Help Topics

Interference from Radio Communications


This can often happen due to a poor or broken installation. The interference can come from a variety of sources. Two of the commonest are radio amateurs / CB enthusiasts, and digital communications (‘TETRA').

What to do

Firstly, ensure your own installation is in good order.  Poor connections and joints can be 'entry points' for interfering signals; if you use a booster to overcome a weak signal (e.g. from a loft aerial) it may be more susceptible than using a bigger aerial mounted in a better position.  If in doubt we would recommend using a professional installer who can make sure your installation isn't at fault and may even be able to help identify the type of interference.

Next, try removing pieces of equipment in the chain (such as PVR or DVD) in case one of these is susceptible.  Try swapping interconnecting leads.  Cheap ones can be poorly screened, allowing an 'entry point' for interference.  If you have a second TV or radio, check whether this is affected.

If the problem persists, start keeping a log of when the problem occurs and which channels are disrupted.  Ask your neighbours to do likewise if they are also affected.

If you are happy that your installation isn't faulty, and you think you know the source of the problem, consider approaching the person politely. A short test will show if they are affecting your reception. Most radio amateurs will try to help you solve the problem. Because most cases of interference are due to breakthrough within your own equipment, filters can often help. Again, many radio amateurs carry a stock of these but for more information see our Filters page.

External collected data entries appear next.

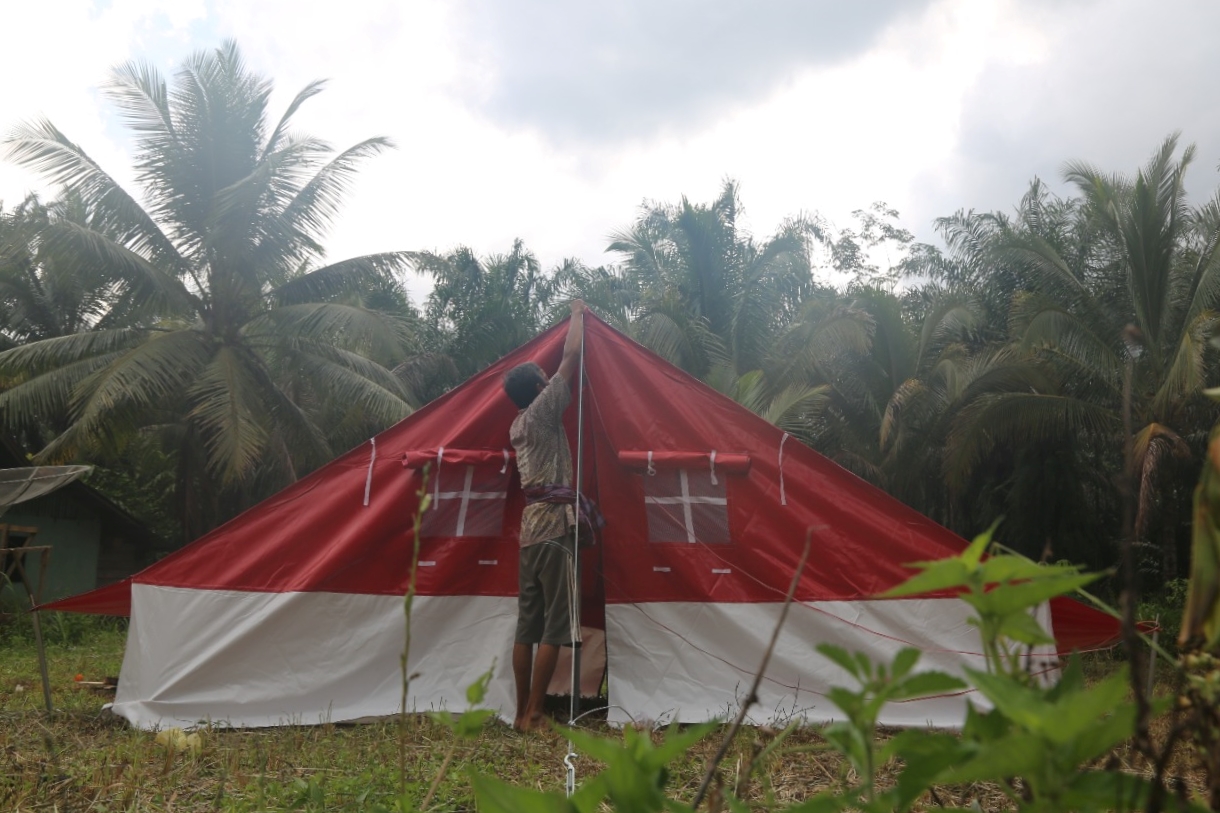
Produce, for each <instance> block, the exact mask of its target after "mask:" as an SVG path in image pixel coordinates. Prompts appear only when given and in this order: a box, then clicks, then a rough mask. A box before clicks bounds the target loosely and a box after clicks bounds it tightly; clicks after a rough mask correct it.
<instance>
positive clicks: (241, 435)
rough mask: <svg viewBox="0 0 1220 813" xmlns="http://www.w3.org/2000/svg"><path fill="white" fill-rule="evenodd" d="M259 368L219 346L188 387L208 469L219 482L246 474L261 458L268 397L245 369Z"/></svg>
mask: <svg viewBox="0 0 1220 813" xmlns="http://www.w3.org/2000/svg"><path fill="white" fill-rule="evenodd" d="M251 364H255V365H256V364H257V363H256V361H255V360H254V359H251V358H249V356H246V355H244V354H243V353H240V352H239V350H238V349H235V348H233V347H223V345H222V347H220V348H217V350H216V353H215V354H213V355H212V358H211V359H210V360H209V361H207V364H206V365H205V366H204V367H203V369H201V370H200V371H199V376H198V378H196V380H195V382H194V385H192V387H190V389H188V392H187V394H188V398H189V399H190V402H192V409H190V411H189V413H188V414H187V419H188V420H189V421H192V422H194V424H196V425H198V426H199V428H200V435H201V437H203V438H204V446H205V448H206V449H207V466H209V469H210V470H211V471H212V472H213V474H216V475H217V476H220V479H221V482H223V483H232V482H235V481H238V480H240V479H242V477H243V476H244V475H246V474H248V472H249V471H250V470H251V469H253V468H254V465H255V464H256V463H257V461H259V460H260V458H261V457H262V454H264V452H265V449H266V446H267V430H266V428H265V427H264V425H262V416H264V415H265V413H266V398H265V397H264V393H262V392H260V391H261V388H260V387H259V382H257V377H256V376H254V375H251V372H250V370H249V367H250V366H251Z"/></svg>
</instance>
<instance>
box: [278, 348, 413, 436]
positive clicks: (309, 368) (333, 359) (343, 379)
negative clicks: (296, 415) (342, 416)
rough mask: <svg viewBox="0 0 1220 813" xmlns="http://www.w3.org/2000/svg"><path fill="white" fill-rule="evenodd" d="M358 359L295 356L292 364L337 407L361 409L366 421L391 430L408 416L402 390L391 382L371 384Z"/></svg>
mask: <svg viewBox="0 0 1220 813" xmlns="http://www.w3.org/2000/svg"><path fill="white" fill-rule="evenodd" d="M357 359H359V356H350V355H349V356H346V358H342V356H336V355H331V358H323V356H322V355H320V354H311V353H298V354H295V355H294V361H295V363H296V364H298V365H299V366H300V370H301V372H303V375H304V376H306V377H307V378H309V380H311V381H314V382H315V383H316V385H317V386H318V388H320V389H321V391H323V392H326V393H327V394H328V396H329V397H332V398H334V399H337V403H340V404H350V405H353V407H359V408H361V409H362V410H364V411H365V414H366V415H367V416H368V420H371V421H373V422H375V424H378V425H381V426H390V425H393V424H397V422H398V421H400V420H403V419H404V417H406V416H407V415H410V414H411V404H410V403H407V400H406V398H405V393H403V391H401V386H400V385H399V383H398V382H397V381H394V380H393V378H390V381H384V380H382V381H373V380H371V378H368V377H367V376H366V375H365V372H366V370H364V369H357V366H359V365H357Z"/></svg>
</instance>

Interference from radio amateurs or CB enthusiasts

If you have identified a radio amateur or CB enthusiast whose radio transmissions you think may be causing problems, please be aware of the following:

  • The person responsible may well be unaware that they are causing a problem.
  • Problems are most often caused by 'breakthrough' due to an undue sensitivity to unwanted signals in the affected TV or radio, perhaps due to a fault in your installation.  It is rarely due to a fault in the transmitter. Check our breakthrough page for more information.
  • The person who is transmitting may not be ‘at fault' if they are operating within their licence terms. 
  • Neighbours may well be suffering problems too.  If they are, it is less likely that you have a fault in your own installation, so checking this could save time and expense.

Occasionally the radio amateur will be willing to modify his activities if tests show that it helps, but this is not a requirement unless enforced by Ofcom.

If there is no progress either because of lack of co-operation or because attempts at solving haven't worked, you can contact the RTIS. If the radio amateur or CB enthusiast is willing to talk to us, please pass on their contact number so we can discuss any measures already tried.

Please remember that problems can often be solved by a courteous, non-accusatory approach. Radio amateurs don't want to cause problems in the neighbourhood and are glad when they can be resolved without acrimony. However, you should not approach someone if you have reason to believe you are putting yourself or your neighbours at risk in any way. Instead, please speak to RTIS.

Ultimately, if all other approaches fail, RTIS can ask Ofcom to investigate but this is always regarded as a last resort.

Digital Communications Interference (‘TETRA')

This appears when a new communications aerial or mast is switched on in areas where viewers are using TV masthead amplifiers. Break-up or complete failure can occur on Freeview TV for periods of a few seconds upwards, usually interspersed with longer periods of good reception. These problems are not affected by changes in the weather, will have started suddenly, and often affect neighbours. Moreover, they only tend to happen if you use a masthead amplifier, and are basically a form of breakthrough.

The solution is to ask an aerial installer to fit a filter to the masthead amplifier, having ascertained that this is the cause of the problem.

For help with aerials we would recommend using a professional installer. We cannot recommend individual installers but you may wish to seek advice from a recognised industry body, such as the Confederation of Aerial Industries (CAI). Alternatively visit the Website of Registered Digital Installers (RDI). Get Me Digital is the consumer site of the RDI, created to promote digital installation and digital service providers directly to the consumer.